Os petistas se encontram tão reféns do
fundamentalismo em nome da “realpolitik” –surrealpolitik, melhor
dizendo–, que o ministro da Saúde telefonou ao pastor-deputado Marco
Feliciano antes de decidir suspender uma campanha pelo uso de camisinhas
entre prostitutas.
E quem vai esquecer que o governo Dilma voltou atrás
em lançar uma campanha anti-homofobia nas escolas só para atender ao
obscurantismo dos políticos evangélicos? O apego ao poder deixou o
valente PT medroso.
– Os índios.
Dilma Rousseff, ao contrário de seus antecessores, nunca recebeu no
Palácio do Planalto as lideranças indígenas. Só recentemente, após um
índio ser morto pela Polícia Federal no Mato Grosso do Sul é que o
secretário-geral da presidência, Gilberto Carvalho, recebeu lideranças
(em um anexo do Palácio) e admitiu erros na condução da política
indígena e na discussão em torno da usina de Belo Monte.
A presidente
Dilma é, até agora, a governante que menos concedeu terras a índios
desde o governo FHC. Enquanto isso, no Mato Grosso do Sul, prosseguem os
conflitos: na segunda-feira 12 outro índio foi morto em uma emboscada. É
ou não é para um cidadão de esquerda ficar indignado?
Crédito - Foto Movimento Passe Livre |
– Transporte público barato e de qualidade.

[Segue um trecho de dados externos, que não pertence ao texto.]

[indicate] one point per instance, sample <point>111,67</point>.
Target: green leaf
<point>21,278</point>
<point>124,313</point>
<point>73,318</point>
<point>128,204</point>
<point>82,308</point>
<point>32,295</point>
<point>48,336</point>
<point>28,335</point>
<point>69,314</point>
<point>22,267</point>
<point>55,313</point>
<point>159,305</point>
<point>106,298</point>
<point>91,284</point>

Sim, o PT já acreditou nisso. Quando Luiza Erundina se tornou a
primeira mulher prefeita de São Paulo, em 1988, o partido defendia a
mesma tarifa zero que os meninos do MPL (Movimento Passe Livre) que
estão nas ruas protestando, defendem (leia mais aqui). Por aí fica claro quem foi que mudou.
P.S.: [Estando você em São Paulo] Não deixe de ir à manifestação PACÍFICA programada para esta segunda-feira em São Paulo, às 17h, no Largo da Batata.